Thanks once again, I do really appreciate the time you've taken to answer my questions on this. I'm marking the thread as solved since my initial questions and problems were solved.

Very useful script

Correct.

No. The subshell and setsid cause the process to be detached. This means it will no longer be related to your session or login at all, and thus will not be killed when you log out.

I recommend creating local (as in plain old UNIX accounts, not in LDAP or AD or any centralized user database) no-login user accounts for each service.

I do not understand what you mean by 'sudo access rights'? If you mean the user would only have access to the java process it runs, and to the log files, then yes: I consider that a good idea. It is certainly not overkill, in my opinion.

For starting Java services, I use a small C program I wrote, user-daemon. You can use it to start the Java service under a specific user account (without using su or sudo), from a normal service script. user-daemon will daemonize the desired service, monitor it for a few seconds to make sure it started up correctly, then exit; it is thus perfectly suited for a service script. It's licensed under GPLv2 or later (same as the Linux kernel) and is therefore open source; feel free to use it if you like. I haven't bothered packaging it, but if you want, I could whip it up into a .rpm or .deb file. To compile and install as it is now, just download user-daemon-1.03.tar.gz and run tar -xzf user-daemon-1.03.tar.gz && cd user-daemon-1.03 && sudo make install . It even has a manpage; see man user-daemon after installing for further info.

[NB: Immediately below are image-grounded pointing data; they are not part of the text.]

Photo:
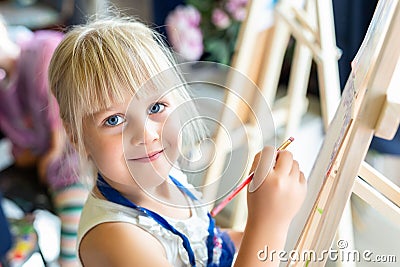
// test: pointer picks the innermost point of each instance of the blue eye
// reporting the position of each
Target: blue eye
(156, 108)
(114, 120)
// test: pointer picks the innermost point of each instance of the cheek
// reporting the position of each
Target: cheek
(171, 133)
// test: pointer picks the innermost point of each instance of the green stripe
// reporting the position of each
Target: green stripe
(70, 208)
(67, 256)
(68, 233)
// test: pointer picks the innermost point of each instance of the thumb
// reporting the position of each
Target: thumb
(262, 164)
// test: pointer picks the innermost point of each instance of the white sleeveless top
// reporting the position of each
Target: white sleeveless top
(97, 211)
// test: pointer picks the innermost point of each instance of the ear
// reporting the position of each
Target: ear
(71, 137)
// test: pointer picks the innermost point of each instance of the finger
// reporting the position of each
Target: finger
(302, 178)
(284, 162)
(295, 168)
(255, 162)
(265, 163)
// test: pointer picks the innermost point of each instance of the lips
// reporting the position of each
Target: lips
(150, 156)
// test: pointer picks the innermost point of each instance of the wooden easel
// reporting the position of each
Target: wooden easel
(259, 56)
(370, 106)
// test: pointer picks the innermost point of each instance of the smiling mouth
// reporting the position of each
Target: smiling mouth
(150, 157)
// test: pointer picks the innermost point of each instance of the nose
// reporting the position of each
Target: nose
(143, 133)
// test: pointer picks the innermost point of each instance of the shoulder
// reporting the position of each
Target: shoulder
(121, 244)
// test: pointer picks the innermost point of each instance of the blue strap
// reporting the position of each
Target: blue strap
(114, 196)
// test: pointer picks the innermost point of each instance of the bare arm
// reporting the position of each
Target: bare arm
(121, 245)
(271, 208)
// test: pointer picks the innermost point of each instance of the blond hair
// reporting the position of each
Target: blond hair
(94, 61)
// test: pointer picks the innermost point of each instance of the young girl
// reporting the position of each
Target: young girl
(29, 118)
(129, 135)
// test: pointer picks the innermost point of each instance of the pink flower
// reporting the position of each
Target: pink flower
(237, 8)
(184, 33)
(220, 19)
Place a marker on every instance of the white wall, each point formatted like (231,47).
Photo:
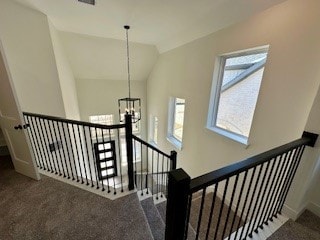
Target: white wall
(291,79)
(98,97)
(102,58)
(2,140)
(67,81)
(26,39)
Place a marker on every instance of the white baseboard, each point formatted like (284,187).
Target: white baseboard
(315,208)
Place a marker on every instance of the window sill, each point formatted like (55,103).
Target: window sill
(233,136)
(175,142)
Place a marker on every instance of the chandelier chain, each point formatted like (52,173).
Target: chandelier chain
(128,63)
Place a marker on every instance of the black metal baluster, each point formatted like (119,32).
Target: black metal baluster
(104,153)
(221,208)
(135,162)
(119,144)
(238,203)
(212,209)
(289,167)
(46,126)
(62,146)
(152,173)
(68,152)
(141,170)
(158,175)
(38,144)
(120,162)
(51,126)
(120,157)
(262,187)
(201,212)
(230,205)
(83,159)
(94,157)
(188,217)
(279,184)
(44,152)
(148,171)
(251,200)
(78,154)
(86,143)
(263,198)
(32,138)
(44,144)
(293,173)
(162,176)
(58,148)
(73,156)
(271,193)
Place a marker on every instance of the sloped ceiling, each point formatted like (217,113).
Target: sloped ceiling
(163,23)
(103,58)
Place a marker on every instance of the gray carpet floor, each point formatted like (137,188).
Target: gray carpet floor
(50,209)
(195,210)
(307,227)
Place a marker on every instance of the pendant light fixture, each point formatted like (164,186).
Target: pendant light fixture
(129,105)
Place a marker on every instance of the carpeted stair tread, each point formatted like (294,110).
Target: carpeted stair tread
(162,208)
(194,215)
(154,219)
(310,220)
(294,231)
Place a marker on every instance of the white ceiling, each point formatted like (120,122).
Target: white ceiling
(164,23)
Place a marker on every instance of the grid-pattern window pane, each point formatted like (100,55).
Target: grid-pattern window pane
(178,118)
(175,121)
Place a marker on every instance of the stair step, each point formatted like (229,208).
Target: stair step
(294,231)
(162,208)
(310,220)
(154,219)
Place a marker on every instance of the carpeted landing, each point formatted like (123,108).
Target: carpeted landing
(306,227)
(50,209)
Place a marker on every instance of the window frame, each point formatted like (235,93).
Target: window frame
(215,94)
(171,120)
(154,124)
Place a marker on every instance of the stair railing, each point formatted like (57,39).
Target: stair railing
(88,153)
(236,200)
(151,168)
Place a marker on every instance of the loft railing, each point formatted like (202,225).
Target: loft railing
(151,174)
(234,201)
(88,153)
(106,157)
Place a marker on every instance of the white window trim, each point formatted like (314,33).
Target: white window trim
(151,130)
(215,95)
(171,116)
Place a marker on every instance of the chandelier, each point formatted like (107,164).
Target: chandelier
(129,105)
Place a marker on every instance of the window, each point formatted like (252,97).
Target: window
(235,88)
(154,130)
(101,119)
(135,126)
(175,121)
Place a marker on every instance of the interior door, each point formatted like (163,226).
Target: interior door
(12,124)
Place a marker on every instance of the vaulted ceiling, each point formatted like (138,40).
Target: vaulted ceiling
(163,23)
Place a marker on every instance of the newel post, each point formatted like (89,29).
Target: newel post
(177,204)
(173,157)
(128,127)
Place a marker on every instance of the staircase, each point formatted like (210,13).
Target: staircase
(241,199)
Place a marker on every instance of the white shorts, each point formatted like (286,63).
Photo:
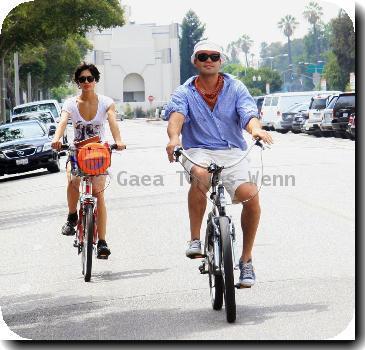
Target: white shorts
(232,178)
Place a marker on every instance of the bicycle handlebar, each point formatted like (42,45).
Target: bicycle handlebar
(180,151)
(66,147)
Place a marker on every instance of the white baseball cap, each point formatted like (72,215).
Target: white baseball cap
(206,45)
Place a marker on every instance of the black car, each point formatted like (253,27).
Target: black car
(343,108)
(298,122)
(26,146)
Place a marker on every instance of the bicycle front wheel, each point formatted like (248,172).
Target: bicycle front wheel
(87,248)
(227,270)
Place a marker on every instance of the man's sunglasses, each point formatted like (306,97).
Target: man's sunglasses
(202,57)
(89,78)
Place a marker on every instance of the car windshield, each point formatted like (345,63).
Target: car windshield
(318,103)
(23,131)
(332,102)
(346,101)
(43,117)
(267,101)
(40,107)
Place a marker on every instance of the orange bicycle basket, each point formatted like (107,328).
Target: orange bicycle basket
(93,158)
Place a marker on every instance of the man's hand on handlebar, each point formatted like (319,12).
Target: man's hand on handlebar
(171,147)
(56,145)
(261,134)
(120,146)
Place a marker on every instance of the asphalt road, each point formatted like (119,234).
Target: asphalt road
(148,289)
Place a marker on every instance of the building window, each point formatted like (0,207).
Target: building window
(133,88)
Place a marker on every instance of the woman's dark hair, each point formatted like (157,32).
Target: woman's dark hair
(84,66)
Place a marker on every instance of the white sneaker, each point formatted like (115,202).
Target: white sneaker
(194,249)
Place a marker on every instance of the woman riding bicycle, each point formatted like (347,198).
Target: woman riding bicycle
(88,113)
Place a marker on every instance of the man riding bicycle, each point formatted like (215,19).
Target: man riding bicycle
(211,110)
(89,113)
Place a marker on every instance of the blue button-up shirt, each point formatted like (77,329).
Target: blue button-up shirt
(218,129)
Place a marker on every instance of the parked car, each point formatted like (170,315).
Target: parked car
(120,115)
(51,105)
(285,123)
(163,112)
(326,123)
(343,108)
(298,121)
(45,117)
(317,105)
(259,101)
(26,146)
(351,126)
(275,104)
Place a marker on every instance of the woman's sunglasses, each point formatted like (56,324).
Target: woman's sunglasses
(202,57)
(89,78)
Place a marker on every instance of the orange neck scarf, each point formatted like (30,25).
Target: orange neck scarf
(210,97)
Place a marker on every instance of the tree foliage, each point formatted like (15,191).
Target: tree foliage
(246,75)
(343,45)
(192,31)
(42,21)
(288,24)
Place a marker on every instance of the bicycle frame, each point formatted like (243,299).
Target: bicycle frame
(86,198)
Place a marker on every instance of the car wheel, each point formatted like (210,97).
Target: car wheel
(55,167)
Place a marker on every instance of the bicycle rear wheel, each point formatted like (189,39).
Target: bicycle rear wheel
(227,270)
(87,248)
(215,277)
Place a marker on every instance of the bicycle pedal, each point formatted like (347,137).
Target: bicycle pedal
(198,256)
(102,257)
(240,286)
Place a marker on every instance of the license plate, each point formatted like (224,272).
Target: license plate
(23,161)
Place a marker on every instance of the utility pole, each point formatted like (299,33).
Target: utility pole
(16,78)
(3,91)
(29,86)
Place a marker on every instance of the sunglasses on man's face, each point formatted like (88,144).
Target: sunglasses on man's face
(89,78)
(202,57)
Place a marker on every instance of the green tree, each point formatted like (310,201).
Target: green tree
(233,52)
(313,13)
(192,31)
(256,87)
(245,44)
(336,80)
(343,45)
(288,24)
(42,21)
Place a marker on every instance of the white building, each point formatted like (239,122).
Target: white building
(137,61)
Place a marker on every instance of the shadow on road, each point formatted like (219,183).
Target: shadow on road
(108,276)
(24,176)
(66,318)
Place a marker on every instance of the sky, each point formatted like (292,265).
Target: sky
(227,20)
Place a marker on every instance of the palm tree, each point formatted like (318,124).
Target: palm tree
(313,13)
(245,44)
(288,24)
(233,52)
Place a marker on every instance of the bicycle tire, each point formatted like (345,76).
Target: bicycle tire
(227,270)
(215,278)
(87,249)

Unfortunately, it seems my approach to administration and security is much stricter than most, as I've yet to find book or a site that I could recommend without reservations.

A major change to my own viewpoint occurred when I learned of and moved to using qmail, djbdns and daemontools. Nowadays there are other alternatives to these, but I still find Bernsteins approach elegant.

In general, I've found that keeping systems as modular as possible, and shying away from overarching frameworks, is an excellent long-term strategy. This is nothing new; it is just a variant of the old UNIX philosophy.

Another major change to my approach in system administration occurred when I realized most administrator tasks could be done without su and sudo, by judicious use of local administrator groups, and group access controls. POSIX ACLs (extended access controls) make that even more powerful and versatile. Similarly, most services are better run as independent entities (one or more local users and groups); many access rights problems can be solved simply by arranging proper group memberships. Personally, I only delved into this when cooperating with many other administrators on the same servers; therefore I'm not surprised these features are unknown or at least underutilized by most Linux administrators.

As to scripting, there is really only one thing I'd like to insist on: Learn the full quoting and escaping rules as early and as completely as possible. Apply them always, even when not strictly required. I personally prefer Bash, but I also use POSIX shell (dash in many distributions) for startup and system scripts. I guess this is typical for Linux administrators. Bash and POSIX shell quoting rules are very similar, too. If you use Bash, I recommend you write your scripts so that they support all possible file names, even those with whitespace in them.

But, as I said, I hope others will point you some good resources.